James Rachels' Book, "Created From Animals" Is Wonderful!

The late moral philosopher James Rachels wrote a textbook on moral philosophy I used in preparation for my Introduction to Ethics classes called Elements of Moral Philosophy. I highly recommend it. He writes extremely well and makes the scholarly arguments accessible to the educated reader--something I aim to do as well. Rachels' book, Created From Animals: The Moral Implications of Darwinism, is also extremely well written and accessible to the educated reader. It's wonderful!

It was published in 1990 but is still an important work. It can be read online for free right here, but I recommend getting a hard-copy of it since the pdf version is sideways.

In many ways moral philosophers have ignored science. To the degree they do I'm unimpressed. Rachels does it right though, and in doing so he provides a model that moral philosophers should follow.

Chapter one might be considered by some readers to be sort of irrelevant to his argument in the rest of the book because he discusses Darwin's life, how he discovered the principle of natural selection and the ensuing reactions and debates that followed. I found Rachels to be well-informed about these events. He related them very well and the chapter is very informative. For people unacquainted with Darwinism this chapter is essential since it forms the basis for how he will argue later. After all, he wants to begin by showing Darwinism is the case. To the specialist this chapter can probably be skipped.

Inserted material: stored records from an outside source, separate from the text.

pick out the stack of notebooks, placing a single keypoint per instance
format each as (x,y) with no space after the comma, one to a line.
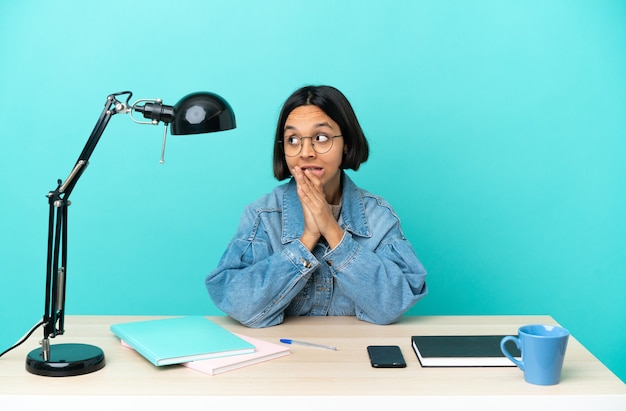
(195,342)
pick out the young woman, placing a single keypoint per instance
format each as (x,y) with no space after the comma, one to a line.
(317,245)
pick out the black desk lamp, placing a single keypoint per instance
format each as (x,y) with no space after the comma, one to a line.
(196,113)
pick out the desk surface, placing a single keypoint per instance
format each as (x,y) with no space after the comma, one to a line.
(312,372)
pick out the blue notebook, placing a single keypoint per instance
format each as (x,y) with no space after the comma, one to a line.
(180,339)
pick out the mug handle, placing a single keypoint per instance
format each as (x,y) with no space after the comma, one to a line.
(516,340)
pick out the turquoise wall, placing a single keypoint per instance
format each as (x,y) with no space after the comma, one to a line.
(497,131)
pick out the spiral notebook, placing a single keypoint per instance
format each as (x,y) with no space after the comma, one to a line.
(180,339)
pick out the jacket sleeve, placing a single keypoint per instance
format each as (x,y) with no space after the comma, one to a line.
(254,283)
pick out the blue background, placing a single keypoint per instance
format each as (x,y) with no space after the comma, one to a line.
(497,131)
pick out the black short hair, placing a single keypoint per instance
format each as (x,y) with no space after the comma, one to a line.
(332,102)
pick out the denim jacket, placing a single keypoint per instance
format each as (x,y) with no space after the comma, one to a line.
(266,273)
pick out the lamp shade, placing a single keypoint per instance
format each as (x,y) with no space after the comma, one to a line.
(202,112)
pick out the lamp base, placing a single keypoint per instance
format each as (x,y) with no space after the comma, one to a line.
(66,360)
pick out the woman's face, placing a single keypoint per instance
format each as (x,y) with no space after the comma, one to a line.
(311,121)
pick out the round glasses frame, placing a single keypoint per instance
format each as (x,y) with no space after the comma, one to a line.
(323,150)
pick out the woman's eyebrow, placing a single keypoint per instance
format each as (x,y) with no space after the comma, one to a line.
(317,125)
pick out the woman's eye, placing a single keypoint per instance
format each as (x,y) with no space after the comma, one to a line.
(321,138)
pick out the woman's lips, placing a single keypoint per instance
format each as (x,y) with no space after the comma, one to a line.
(315,170)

To see what he aims to do in his book read pages 4-5 in the "Front Matter" pdf, and then the "Recapitulation" found on pages 171-72 in the Chapter 4 pdf (be prepared to turn your head sideways).

In chapter five he wrestles with the implications of Darwinism for morality with specific reference to the treatment of animals in distinction from human beings. Rachels argues that "If we think it is wrong to treat a human in a certain way, because the human has certain characteristics, and a particular non-human animal also has those characteristics, then consistency requires that we also object to treating the non-human in that way" (p. 175). Then he fleshes this out in what follows and answers objections.

Since humans and other animals are not radically different in kind, his new understanding is summarized on page 197 in the Chapter 5 pdf.

It is a highly readable book, full of information, which has definitely advanced our understanding. Get it. Read it. Think about it.

Oh, and did I tell you that Darwinism does away with traditional morality where human beings have a special sort of dignity that other animals don't have?